As for clients who experience manic episodes, huge impulse spending sprees can be par for the course when coping with their mental health struggles. “I have clients who have spent so much money in one night and not even remembered it the next day. This is a hard thing to understand if you have never struggled with your mental health on that level, but behaviour like this can affect your finances very, very deeply.”
The key thing to understand is that impulse spending rarely happens in a vacuum. If you find that your spending is out of your control, consider the other factors in your life that might be influencing this behaviour. Body image issues, for example, could lead to excessive spending on clothing if you feel that nothing you buy fits you right. If you’re struggling with a binge eating disorder, you might consistently be spending unplanned amounts of money on late night food delivery. Spending habits like these can be extremely personal, sensitive and difficult to modify—but they are not impossible to improve.
Fulmore agrees as much: “The most important thing while creating a budget is to understand why you make the financial decisions that you do, and how well they reflect your values and financial goals. Often, people find a standard budgeting template online and try to punch their numbers in. Nine times of 10, it doesn’t work, and the user gets incredibly frustrated at themselves for not sticking to their budget. But the problem is that this budget was never going to work for you anyway.”
Creating mindful money habits
So, what are some solutions? Fulmore first examines her clients’ core personal values and goals so that she can create a sustainable budget that truly suits their lifestyle. “It’s not always that they need to spend less money—sometimes, they just need to redirect their money to areas that actually make them feel good. We work on putting intention back into their spending, so that the things they buy bring them genuine happiness and fulfilment.”
“See the money you spend on mental health upkeep like a bill and treat it like essential monthly expenditure rather than an option”

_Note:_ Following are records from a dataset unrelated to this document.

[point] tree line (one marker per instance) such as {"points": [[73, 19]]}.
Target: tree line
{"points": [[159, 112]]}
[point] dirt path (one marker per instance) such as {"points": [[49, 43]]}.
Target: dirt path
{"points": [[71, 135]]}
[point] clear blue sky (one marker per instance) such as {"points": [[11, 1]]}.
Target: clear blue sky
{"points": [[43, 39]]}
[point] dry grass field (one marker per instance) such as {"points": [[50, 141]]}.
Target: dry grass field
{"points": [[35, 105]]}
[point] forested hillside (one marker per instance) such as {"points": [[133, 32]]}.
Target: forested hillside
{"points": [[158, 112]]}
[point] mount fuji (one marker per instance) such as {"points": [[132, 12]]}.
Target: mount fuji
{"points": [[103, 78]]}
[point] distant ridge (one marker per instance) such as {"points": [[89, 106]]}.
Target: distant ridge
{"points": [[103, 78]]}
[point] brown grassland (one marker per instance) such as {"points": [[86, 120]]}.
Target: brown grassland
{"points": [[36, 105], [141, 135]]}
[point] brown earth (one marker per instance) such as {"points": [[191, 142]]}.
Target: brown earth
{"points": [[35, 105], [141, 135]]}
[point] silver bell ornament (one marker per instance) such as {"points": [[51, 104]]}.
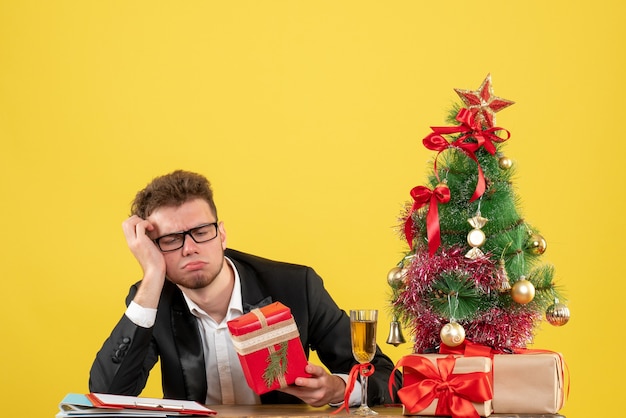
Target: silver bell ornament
{"points": [[395, 336]]}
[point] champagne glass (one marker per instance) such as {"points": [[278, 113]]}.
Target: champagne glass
{"points": [[363, 332]]}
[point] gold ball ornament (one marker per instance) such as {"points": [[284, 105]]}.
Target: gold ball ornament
{"points": [[452, 334], [536, 244], [505, 162], [395, 277], [476, 238], [523, 291], [557, 314]]}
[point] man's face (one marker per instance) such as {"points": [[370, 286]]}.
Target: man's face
{"points": [[195, 265]]}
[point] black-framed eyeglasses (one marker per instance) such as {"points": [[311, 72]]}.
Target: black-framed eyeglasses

When it comes to problematic spending behaviours, Fulmore suggests first identifying and understanding your triggers. “When a client is really struggling with impulse spending, we try to figure out what happened before that desire to spend kicked in. Did they have a really bad day at work, or get in a fight with their significant other? Were they really anxious all day? Then we can work on replacing the unhealthy spending habit with a healthier coping mechanism. I usually work with them to find a replacement that doesn’t involve money at all—it might be moving their body, or some form of art they enjoy. There are a ton of options, but the awareness piece is the most important. Then we can think about addressing your immediate gut-reaction behaviour.”

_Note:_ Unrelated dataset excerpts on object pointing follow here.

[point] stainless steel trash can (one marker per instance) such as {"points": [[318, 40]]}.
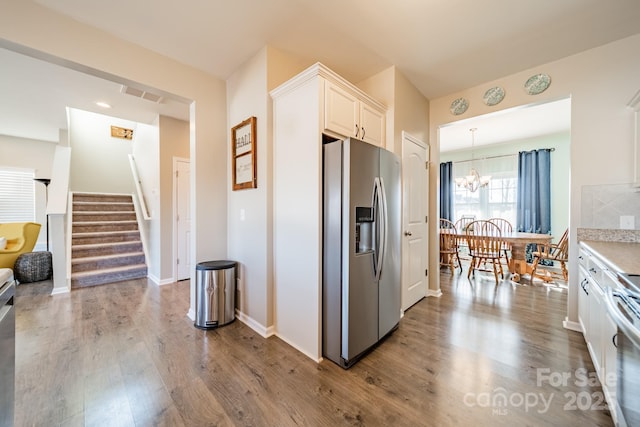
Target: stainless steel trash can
{"points": [[215, 293]]}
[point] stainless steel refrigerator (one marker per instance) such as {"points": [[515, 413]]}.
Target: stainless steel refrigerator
{"points": [[361, 248]]}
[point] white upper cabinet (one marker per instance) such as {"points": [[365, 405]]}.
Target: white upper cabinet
{"points": [[348, 115]]}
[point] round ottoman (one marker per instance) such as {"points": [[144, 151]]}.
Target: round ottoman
{"points": [[33, 267]]}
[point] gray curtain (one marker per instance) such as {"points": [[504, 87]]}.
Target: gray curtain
{"points": [[446, 190], [534, 191]]}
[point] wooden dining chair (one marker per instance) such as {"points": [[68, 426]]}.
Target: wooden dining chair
{"points": [[461, 225], [449, 245], [558, 252], [485, 246], [506, 228]]}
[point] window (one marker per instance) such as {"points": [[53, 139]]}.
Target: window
{"points": [[498, 199], [17, 195]]}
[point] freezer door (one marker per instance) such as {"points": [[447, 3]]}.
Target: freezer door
{"points": [[389, 286], [360, 288]]}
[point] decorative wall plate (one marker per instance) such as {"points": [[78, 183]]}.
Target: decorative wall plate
{"points": [[493, 96], [459, 106], [537, 83]]}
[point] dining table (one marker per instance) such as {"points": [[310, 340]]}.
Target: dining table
{"points": [[518, 240]]}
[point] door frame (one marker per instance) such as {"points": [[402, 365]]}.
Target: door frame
{"points": [[408, 138], [174, 210]]}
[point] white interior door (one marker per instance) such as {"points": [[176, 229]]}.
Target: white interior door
{"points": [[415, 203], [183, 218]]}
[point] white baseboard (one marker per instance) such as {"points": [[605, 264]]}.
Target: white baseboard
{"points": [[58, 291], [259, 328], [437, 293], [164, 282], [310, 356]]}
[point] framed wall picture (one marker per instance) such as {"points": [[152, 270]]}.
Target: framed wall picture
{"points": [[243, 155]]}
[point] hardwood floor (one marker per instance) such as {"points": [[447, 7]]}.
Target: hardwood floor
{"points": [[126, 355]]}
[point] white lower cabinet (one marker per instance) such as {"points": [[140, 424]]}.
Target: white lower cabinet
{"points": [[598, 328]]}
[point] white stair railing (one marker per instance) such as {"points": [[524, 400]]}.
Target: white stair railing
{"points": [[139, 192]]}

One of her key tips? Treat the money you spend on mental health upkeep like a bill. “I always tell my clients, if you need to buy medication or if you go to therapy, or if it is even the gym or a yoga class that helps you manage your mental health, treat those things like essential monthly expenditure rather than options. Don’t think of them as luxury purchases, try to really prioritise them. Because we know that once we let our mental health slide, every other area of our lives is really impacted as well.”
And above all, Fulmore has a reminder for everyone working on improving their financial health this year: don’t be too hard on yourself. “You’re allowed to buy things, even if they are not traditionally seen as “smart” purchases, as long as they bring you authentic joy. The bottom line is that if you truly enjoy your daily $7 cup of Starbucks, it is not going to be the thing that bankrupts you.”